I wasn’t Andre for long. For some reason, an ID that said I was six inches taller than I was and of a different ethnicity never worked that well. I used it to get into some bars and concerts, and I think I bought beer with it a few times. It was always nerve-racking. People let it slide, but I don’t think anyone ever believed I was the guy on the license. Besides, I was almost 21 by the time I got it, so after a short span of appealing to the kindness of strangers to avoid arrest, I was able to retire it in favor of my real ID.
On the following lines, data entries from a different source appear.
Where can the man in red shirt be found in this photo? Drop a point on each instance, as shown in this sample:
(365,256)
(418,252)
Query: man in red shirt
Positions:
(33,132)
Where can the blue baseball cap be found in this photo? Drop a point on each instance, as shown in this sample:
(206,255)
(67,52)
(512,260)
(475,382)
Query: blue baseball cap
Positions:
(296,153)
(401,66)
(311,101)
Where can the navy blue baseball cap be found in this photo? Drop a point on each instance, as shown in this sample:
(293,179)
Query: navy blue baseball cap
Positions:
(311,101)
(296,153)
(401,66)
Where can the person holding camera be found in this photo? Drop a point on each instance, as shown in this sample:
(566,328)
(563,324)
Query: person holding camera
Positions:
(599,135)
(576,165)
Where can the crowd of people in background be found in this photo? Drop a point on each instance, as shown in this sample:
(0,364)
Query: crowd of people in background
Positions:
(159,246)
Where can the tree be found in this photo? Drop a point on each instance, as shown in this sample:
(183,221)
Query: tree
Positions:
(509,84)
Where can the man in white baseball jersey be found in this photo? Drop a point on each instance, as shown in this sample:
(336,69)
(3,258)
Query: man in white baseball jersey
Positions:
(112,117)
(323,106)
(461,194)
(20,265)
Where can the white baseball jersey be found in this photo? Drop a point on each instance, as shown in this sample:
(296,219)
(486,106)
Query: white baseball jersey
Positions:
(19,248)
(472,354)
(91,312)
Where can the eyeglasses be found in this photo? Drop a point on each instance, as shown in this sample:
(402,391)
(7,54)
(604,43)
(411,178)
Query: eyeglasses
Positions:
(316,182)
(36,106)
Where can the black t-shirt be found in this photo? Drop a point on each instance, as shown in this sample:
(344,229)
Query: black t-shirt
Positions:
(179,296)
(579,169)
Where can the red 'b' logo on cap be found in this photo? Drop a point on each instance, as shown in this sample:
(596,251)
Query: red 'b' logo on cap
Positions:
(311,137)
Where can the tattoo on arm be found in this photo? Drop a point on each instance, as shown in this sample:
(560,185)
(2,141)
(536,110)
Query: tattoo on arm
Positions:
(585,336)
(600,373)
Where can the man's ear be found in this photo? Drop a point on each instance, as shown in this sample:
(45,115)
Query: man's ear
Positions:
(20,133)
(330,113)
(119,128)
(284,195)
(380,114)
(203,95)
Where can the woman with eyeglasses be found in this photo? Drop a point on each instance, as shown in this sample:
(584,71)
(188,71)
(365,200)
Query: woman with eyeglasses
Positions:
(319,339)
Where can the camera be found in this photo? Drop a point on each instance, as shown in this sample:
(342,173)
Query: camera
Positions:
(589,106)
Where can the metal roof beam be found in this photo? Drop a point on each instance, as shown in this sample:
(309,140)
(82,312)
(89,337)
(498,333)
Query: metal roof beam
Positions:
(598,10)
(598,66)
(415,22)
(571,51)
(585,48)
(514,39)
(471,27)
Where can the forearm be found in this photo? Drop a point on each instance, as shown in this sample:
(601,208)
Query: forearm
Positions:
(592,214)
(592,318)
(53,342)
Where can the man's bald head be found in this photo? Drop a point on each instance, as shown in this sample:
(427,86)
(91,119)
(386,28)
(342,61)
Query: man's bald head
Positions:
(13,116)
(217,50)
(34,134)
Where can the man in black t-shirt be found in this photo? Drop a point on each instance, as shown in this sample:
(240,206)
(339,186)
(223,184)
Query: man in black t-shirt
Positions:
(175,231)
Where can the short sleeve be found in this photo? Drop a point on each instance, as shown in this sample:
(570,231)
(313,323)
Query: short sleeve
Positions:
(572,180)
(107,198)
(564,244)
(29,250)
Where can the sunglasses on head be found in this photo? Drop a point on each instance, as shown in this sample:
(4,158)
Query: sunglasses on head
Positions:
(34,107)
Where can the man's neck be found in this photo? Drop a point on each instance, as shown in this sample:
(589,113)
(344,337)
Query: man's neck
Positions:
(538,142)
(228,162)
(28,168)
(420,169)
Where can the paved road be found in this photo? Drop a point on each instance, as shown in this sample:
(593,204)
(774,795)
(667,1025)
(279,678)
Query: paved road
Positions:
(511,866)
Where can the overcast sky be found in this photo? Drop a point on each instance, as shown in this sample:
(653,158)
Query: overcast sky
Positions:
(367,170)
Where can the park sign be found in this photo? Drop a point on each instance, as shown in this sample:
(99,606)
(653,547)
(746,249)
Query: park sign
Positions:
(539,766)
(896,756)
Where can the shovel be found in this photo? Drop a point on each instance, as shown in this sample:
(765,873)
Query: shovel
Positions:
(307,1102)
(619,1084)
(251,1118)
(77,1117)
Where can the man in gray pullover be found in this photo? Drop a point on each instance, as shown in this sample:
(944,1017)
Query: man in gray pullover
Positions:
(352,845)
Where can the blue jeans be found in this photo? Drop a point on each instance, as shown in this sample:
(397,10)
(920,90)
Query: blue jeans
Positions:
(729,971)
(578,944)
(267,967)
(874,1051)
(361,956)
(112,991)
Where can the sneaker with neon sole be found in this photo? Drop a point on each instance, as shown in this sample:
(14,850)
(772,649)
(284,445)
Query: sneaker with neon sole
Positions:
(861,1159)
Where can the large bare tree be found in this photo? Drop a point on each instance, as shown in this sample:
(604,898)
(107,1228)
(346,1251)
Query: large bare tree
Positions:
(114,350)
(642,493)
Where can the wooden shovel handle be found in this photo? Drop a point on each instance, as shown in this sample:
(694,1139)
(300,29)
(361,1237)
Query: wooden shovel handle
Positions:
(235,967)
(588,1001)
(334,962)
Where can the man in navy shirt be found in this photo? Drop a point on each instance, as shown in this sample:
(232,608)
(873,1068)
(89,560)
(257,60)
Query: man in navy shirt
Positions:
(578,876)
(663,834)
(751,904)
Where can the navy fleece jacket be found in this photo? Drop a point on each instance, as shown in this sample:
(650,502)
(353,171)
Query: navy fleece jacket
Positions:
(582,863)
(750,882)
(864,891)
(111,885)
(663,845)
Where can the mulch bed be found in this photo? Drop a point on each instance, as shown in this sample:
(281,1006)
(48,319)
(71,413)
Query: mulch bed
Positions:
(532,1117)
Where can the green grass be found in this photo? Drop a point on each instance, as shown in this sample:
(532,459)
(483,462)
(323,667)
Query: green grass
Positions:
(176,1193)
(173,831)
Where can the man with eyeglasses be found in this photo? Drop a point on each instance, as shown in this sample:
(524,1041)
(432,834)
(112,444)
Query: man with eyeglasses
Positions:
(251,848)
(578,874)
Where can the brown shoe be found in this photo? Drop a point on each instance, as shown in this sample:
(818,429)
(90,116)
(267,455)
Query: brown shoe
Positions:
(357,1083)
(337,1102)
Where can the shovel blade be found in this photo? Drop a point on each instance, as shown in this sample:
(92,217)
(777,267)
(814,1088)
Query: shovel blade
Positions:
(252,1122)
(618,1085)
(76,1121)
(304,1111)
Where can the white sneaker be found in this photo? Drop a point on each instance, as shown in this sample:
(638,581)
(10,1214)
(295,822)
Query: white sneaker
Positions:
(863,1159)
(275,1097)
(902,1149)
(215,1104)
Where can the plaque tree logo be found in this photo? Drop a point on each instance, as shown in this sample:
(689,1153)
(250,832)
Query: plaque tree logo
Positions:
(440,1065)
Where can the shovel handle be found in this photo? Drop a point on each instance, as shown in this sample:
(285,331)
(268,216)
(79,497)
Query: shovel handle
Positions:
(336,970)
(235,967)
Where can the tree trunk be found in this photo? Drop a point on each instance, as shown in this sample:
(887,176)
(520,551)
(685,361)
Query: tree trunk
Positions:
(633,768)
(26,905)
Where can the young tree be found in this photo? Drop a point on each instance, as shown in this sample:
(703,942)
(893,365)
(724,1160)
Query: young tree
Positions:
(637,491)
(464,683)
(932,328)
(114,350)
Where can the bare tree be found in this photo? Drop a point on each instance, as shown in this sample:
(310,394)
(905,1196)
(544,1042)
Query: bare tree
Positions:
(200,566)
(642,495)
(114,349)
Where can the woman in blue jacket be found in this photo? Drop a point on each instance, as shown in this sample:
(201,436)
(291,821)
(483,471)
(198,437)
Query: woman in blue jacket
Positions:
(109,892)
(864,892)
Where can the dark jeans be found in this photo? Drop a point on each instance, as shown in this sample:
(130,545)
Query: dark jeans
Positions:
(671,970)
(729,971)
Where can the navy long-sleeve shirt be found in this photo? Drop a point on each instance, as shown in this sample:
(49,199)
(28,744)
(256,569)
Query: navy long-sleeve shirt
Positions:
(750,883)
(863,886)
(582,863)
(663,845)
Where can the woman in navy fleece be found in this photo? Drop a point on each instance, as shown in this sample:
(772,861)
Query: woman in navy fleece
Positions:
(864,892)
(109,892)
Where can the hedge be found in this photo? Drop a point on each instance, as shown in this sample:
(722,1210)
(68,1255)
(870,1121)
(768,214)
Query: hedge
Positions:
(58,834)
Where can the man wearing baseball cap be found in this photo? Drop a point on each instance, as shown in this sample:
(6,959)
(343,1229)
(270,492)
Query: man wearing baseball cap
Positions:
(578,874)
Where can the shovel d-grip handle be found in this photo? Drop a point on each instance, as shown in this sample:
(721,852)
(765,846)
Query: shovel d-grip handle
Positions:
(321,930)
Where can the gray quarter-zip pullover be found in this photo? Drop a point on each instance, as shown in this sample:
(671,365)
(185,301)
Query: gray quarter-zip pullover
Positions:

It never occurred to me to ask who the real Andre was, or if there even was a real Andre. I vaguely remember my friend John saying at the time that he knew the real Andre, but I didn’t believe him. I guess I’d assumed there wasn’t a real Andre.
It popped into my head the other day, and I decided to do a quick Google search. It turns out there was an actual Andre. For a few months in 2003, I was going around pretending to be him.
Reading about the actual Andre reminded me of the scenes in war novels where characters find a picture of an enemy soldier from their civilian life. The Naked and the Dead has a scene like that. Suddenly, Andre wasn’t “Andre”—he was a real guy with friends, family, a career—a whole personal history.
In hindsight, maybe John had known him. Andre and I could have easily crossed paths. He reminds me of a lot of people I knew during that time. He briefly went to the same local college many of my friends attended. He lived in a town I’d often visit for its record shop. Apparently, he dabbled in skateboarding, which was a big thing for me during that period.
There’s not a ton I can say about the actual Andre for certain, but I can be sure that at some point on May 23, 2001, the real Andre had gone to the DMV and had his picture taken. Overall, things seem to have gone well for him after that: he took up a trade after leaving college early, got married, and had two daughters.
At least, they went well until they didn’t. Most of what I know about him comes from obituaries. He died young in 2018. The obituaries don’t say how. Often that’s done when the person died for a particularly unfortunate reason. I hope that wasn’t the case for him.
Someone hosted an online fundraising drive after his death. The money was supposed to support his family and pay for his burial expenses. I took an inexplicable sense of pride in seeing that it had exceeded its $10,000 goal.
His expired license is a record of a man who no longer walks the Earth. Despite this, his memory kicks around in the head of another man he’d never met and now lives on a continent he likely never visited.
If he’d lived longer, I would have told him the lady who worked at Teri’s Package Store in Higganum, CT, in 2003 said he had nice eyes. I’d be willing to turn the compliment over to him. After all, she’d been looking at his picture when she’d said it.